Page MenuHomePhabricator

Translation unit markers interferes with comment markup in Parsoid rendering
Open, MediumPublicBUG REPORT

Description

The wikitext

<!-- <translate>hello</translate> -->

triggers the creation of a TU marker:

<!-- <translate><!--T:1--> plop</translate> -->

This is not handled well by Parsoid, which doesn't recognize the translation unit, just closes the comment, complains it can't find the beginning of the range (this seems to be a common cause of T302886), and displays the rest of the comment in the page.

Things work out correctly in the Legacy parser because all the markup (including TU markers) is stripped from the page before it's processed, so this doesn't trigger in the current read-views, but it does have a -possibly- significant impact on Parsoid rendering - I think it might stop all "range extension processing" moving forward, which is less than ideal - and it displays comments on the page.

I'm not sure it should be considered as valid Wikitext, but this is the behaviour of the Translate extension (and not only "people having commented out things after having creating the TU markers"), and I *can* see the use case for defining TUs for comments in the page.

I see several options:

  • change the Wikitext markup for Translation Units (there's not that many wikis using Translate, it might be feasible to automate a migration?)
  • handle these "comments in comments" in Parsoid and parse them as translation unit markers (this adds Translate-specific code to Parsoid)
  • deprecate that usage, possibly lint for it, and leave it as that.

Event Timeline

ihurbain renamed this task from Translation unit markers interact with comments markup in Parsoid rendering to Translation unit markers interferes with comments markup in Parsoid rendering.Mar 11 2022, 5:00 PM
ihurbain renamed this task from Translation unit markers interferes with comments markup in Parsoid rendering to Translation unit markers interferes with comment markup in Parsoid rendering.

To be clear, I assume that Translate is stripping the <!--T:1--> TUs *before* the legacy parser is "stripping comments", so that the end result is that the legacy parser sees only the valid <!--<translate>plop</translate>--> comment?

Because <!-- <!-- --> --> isn't a valid comment in either HTML or wikitext; all the "rules" say the comment should end at the first -->.

I'd suggest a combination of your options 1 and 3 would be best:

  1. Start by linting for it, that's easy enough.
  2. It may be worth adding alternative syntax for TUs, like <meta tu="1"> or {{#tu:1}} or something.

It does seem like folks might want to be able to comment out chunks of a page without looking for all the TUs and changing --> to - -> or something like that.
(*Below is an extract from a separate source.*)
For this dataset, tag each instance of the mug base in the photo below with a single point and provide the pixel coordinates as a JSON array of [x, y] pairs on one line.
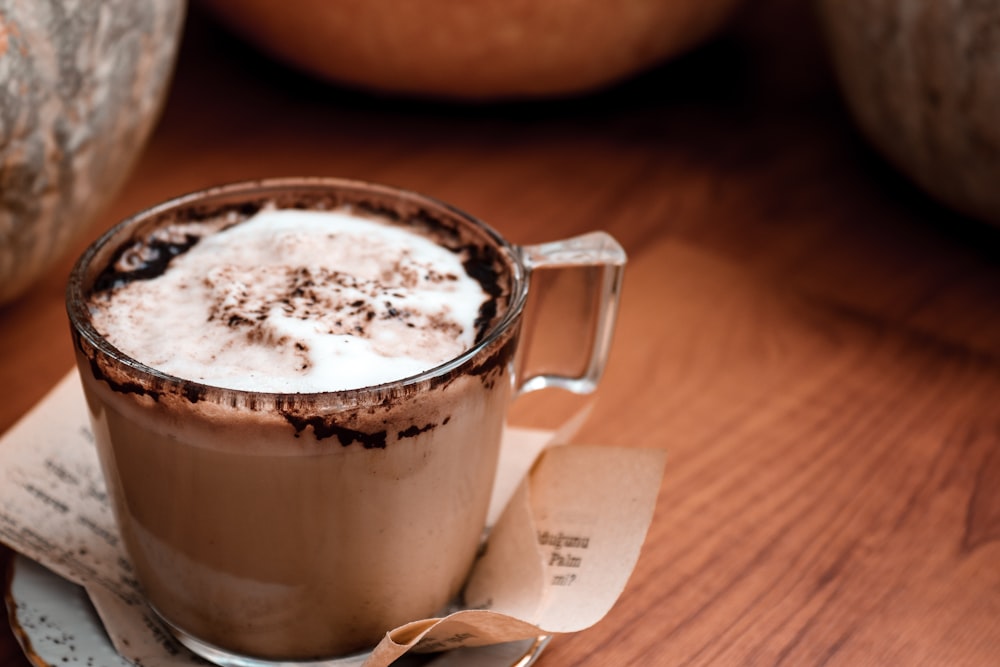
[[225, 658]]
Unfortunately there's no nested comment syntax in wikitext (or HTML) so this is sort of par for the course: if there were non-TU comments in the section you'd have to do the same thing to prevent your commented out region from ending early. Eventually I'd expect that heredoc syntax would help, because heredoc delimiters *do* nest (sort of!):

{{0x|uniqueID<<<

can contain anything, {{ --> <!-- [[ >>> whatever

>>>uniqueID}}

will safely ignore anything inside, so long as it doesn't contain the string >>>uniqueID (which presumably you've chosen your uniqueID to avoid). So that would give an alternate syntax for "commenting out chunks" that doesn't break if there are HTML comments (or TUs) embedded inside.

While we wait for that (T114432), having an alternative syntax around --- even if you don't make it the default or try to migrate existing content -- allows anyone who wants to comment out a chunk to do a search-and-replace of any <!--T:x--> with {{#tu:x}} (or whatever), and they don't have to undo that change if they un-comment-out the region.

But is that any easier/better than just doing the search-and-replace of --> with - ->? Seems like that would be easier than all this, and if it's an uncommon case then just linting things away is probably best.

To be clear, I assume that Translate is stripping the <!--T:1--> TUs *before* the legacy parser is "stripping comments", so that the end result is that the legacy parser sees only the valid <!--<translate>plop</translate>--> comment?

It sees <!-- plop -->: neither <translate> is a usual parser tag, it’s removed in the same go as the unit ID comment, in rETRA tag/PageTranslationHooks.php:48 (at 9ae8c76961b1) (ParserBeforeInternalParse hook handler).

  1. It may be worth adding alternative syntax for TUs, like <meta tu="1"> or {{#tu:1}} or something.

If we want to add another syntax for translation units, we could just add an attribute to the <translate> tag, like <!-- <translate tid="1">plop</translate> --> (although all parsing takes place using regexes, not via XML tag processing, so adding more and more attributes makes the parsing more and more painful, but adding a new tag name would in turn make the usage more painful and the wikicode harder to understand).

This is just nasty that arises from a processing model that specifies what should be done and in what order vs describing semantics and specs.

I think the ideal solution here is to deprecate this usage and encourage usage that wraps the entire comment in translate markers rather than just the content of the comment.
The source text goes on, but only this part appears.